Aujourd’hui, le chef de l’opposition tchèque est résolument dans un autre camp politique, ce que rappelait le politologue Jacques Rupnik sur nos ondes l’année passée :
« Au départ, Babiš représentait ce que j'appelais le populisme entrepreneurial, c'est à dire un peu le modèle Berlusconi : un entrepreneur qui réussit dans les affaires, qui rachète des médias et qui ensuite se lance dans la politique et devient un entrepreneur politique. Donc c'est une sorte de populisme ni droite ni gauche et comme le voulait la formule de Babiš : un État, ça doit se gérer comme une entreprise. Donc ça c'est le populisme entrepreneurial et puis on a vu au fil des années le glissement de Babiš vers le national-populisme, vers quelque chose qui ressemble à ce que préconise Orban.

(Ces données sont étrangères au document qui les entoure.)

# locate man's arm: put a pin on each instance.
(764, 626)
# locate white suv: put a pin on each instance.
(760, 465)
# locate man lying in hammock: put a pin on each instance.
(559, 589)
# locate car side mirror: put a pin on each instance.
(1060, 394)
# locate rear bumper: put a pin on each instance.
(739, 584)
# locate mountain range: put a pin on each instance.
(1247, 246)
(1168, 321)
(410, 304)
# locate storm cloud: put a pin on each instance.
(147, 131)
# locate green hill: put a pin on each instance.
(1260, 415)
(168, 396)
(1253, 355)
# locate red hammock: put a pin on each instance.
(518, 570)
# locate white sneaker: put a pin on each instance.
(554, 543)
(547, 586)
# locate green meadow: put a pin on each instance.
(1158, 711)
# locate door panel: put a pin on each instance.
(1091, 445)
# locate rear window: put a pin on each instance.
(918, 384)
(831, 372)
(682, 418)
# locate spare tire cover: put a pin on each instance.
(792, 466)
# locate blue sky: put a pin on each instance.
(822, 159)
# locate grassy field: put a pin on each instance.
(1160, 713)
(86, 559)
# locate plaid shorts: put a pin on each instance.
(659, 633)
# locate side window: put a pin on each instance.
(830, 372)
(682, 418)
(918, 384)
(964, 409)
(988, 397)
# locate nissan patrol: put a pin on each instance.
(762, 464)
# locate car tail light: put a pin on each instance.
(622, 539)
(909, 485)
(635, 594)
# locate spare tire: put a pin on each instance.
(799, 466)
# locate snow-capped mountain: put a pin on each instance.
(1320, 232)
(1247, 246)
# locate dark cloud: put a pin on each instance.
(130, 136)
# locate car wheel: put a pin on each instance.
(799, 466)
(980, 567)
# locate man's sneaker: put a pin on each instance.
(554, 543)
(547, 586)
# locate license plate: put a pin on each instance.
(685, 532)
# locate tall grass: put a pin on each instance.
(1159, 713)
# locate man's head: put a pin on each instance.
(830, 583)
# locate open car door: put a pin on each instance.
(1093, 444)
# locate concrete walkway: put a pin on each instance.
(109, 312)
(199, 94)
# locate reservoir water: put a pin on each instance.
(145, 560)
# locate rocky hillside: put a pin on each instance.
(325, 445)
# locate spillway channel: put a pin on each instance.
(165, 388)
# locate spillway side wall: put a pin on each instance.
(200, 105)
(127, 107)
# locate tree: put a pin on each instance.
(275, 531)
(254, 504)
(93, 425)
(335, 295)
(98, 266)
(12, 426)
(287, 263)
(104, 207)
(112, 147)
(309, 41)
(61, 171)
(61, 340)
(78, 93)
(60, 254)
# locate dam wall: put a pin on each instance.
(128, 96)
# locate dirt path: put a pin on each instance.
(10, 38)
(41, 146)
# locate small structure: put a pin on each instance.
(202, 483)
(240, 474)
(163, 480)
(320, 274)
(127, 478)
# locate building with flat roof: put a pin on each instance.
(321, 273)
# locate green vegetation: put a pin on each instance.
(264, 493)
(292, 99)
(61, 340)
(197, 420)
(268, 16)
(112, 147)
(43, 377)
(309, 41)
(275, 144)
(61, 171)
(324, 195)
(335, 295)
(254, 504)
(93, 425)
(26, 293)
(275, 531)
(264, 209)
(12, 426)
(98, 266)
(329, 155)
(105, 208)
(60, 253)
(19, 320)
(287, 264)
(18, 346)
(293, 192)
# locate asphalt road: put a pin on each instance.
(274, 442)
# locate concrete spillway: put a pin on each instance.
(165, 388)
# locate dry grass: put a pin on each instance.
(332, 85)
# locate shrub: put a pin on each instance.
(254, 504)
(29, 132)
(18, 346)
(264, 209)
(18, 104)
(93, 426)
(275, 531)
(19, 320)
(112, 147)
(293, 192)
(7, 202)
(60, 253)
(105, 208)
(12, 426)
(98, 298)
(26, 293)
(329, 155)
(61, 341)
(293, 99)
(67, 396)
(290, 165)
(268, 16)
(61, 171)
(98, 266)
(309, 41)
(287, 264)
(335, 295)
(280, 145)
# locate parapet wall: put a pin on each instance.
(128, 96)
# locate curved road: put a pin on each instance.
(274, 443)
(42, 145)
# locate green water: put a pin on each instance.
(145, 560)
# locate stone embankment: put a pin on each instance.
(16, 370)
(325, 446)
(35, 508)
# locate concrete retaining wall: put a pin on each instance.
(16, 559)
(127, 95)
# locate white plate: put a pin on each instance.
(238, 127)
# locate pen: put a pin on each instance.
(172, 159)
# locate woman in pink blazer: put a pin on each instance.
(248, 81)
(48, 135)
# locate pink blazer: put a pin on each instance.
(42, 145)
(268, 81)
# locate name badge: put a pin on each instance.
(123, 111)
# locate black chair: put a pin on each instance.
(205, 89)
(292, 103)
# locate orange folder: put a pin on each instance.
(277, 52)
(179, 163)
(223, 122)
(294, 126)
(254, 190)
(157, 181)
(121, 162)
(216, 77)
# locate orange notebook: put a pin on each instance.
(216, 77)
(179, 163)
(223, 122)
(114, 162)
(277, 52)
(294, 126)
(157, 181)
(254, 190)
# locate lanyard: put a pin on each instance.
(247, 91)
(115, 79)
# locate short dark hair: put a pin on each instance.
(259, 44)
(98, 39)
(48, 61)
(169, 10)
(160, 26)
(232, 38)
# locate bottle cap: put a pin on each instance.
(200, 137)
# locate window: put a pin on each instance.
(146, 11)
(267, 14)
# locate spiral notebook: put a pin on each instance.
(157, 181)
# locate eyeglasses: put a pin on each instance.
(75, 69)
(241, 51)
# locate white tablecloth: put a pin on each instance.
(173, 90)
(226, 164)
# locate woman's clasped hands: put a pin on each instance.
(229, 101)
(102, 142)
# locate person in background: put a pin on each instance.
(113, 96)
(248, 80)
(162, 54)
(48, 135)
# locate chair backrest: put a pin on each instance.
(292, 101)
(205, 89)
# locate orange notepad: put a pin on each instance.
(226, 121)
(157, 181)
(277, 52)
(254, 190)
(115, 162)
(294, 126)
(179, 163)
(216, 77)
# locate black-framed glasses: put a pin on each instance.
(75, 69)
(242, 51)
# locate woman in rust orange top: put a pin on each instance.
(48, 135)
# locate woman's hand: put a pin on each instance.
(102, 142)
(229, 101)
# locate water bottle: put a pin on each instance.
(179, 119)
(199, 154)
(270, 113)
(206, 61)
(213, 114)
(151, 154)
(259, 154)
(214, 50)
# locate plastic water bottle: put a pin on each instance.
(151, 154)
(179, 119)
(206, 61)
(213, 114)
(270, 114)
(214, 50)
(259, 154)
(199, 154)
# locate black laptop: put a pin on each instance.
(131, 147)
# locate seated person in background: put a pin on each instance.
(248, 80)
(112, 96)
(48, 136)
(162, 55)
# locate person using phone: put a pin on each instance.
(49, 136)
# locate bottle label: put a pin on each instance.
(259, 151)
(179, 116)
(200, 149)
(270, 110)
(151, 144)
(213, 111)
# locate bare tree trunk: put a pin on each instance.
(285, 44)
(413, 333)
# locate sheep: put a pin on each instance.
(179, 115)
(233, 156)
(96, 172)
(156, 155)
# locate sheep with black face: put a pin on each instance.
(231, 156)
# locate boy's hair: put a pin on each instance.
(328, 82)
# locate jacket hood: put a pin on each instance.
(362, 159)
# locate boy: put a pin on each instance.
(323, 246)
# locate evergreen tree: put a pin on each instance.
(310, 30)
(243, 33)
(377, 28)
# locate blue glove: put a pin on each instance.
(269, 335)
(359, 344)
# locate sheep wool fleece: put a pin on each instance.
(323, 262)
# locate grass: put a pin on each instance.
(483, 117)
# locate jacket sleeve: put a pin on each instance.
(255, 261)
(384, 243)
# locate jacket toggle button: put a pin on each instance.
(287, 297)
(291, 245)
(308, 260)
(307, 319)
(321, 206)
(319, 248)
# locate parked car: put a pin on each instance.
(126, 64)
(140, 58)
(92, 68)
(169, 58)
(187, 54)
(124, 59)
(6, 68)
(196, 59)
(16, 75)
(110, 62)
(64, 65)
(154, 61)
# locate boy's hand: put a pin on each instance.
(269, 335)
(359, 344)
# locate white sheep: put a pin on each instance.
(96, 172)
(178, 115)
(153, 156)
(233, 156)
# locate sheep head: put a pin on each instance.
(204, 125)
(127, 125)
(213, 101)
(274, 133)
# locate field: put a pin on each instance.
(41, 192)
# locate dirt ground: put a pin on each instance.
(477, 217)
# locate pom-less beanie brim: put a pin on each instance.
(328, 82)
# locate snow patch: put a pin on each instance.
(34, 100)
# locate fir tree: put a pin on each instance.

D'ailleurs Orban est venu soutenir sa campagne il y a deux ans, ils ont fait campagne ensemble en République tchèque. »
« Il y a donc ce rapprochement sur le thème national, anti migration pour soi-disant protéger l'Europe et puis il y a maintenant aussi ce thème des ‘candidats de la paix’, c'est-à-dire ceux qui cherchent un compromis avec Moscou. »
Divergences sur l’attitude à adopter avec Moscou ou non, les observateurs auront noté que l’une des grandes absentes de ce meeting de l’extrême-droite européenne n’était autre que Georgia Meloni, cheffe du gouvernement italien.
Force est de constater qu’il faudrait plus d’un épisode de la série à succès Parlement (et la pédagogie d’Eamon) pour décortiquer les alliances et mésalliances des partis d’extrême-droite au niveau européen : la formation de Giorgia Meloni siège en effet dans le même groupe (CRE) que Marion Maréchal-Le Pen et que l’ODS du Premier ministre tchèque Petr Fiala, tandis que le SPD tchèque (ancien allié du RN de Marine Le Pen) siège dans le même groupe (ENS) que Sarah Knafo (élue, comme Marion Maréchal, sur la liste du parti Reconquête d'Eric Zemmour).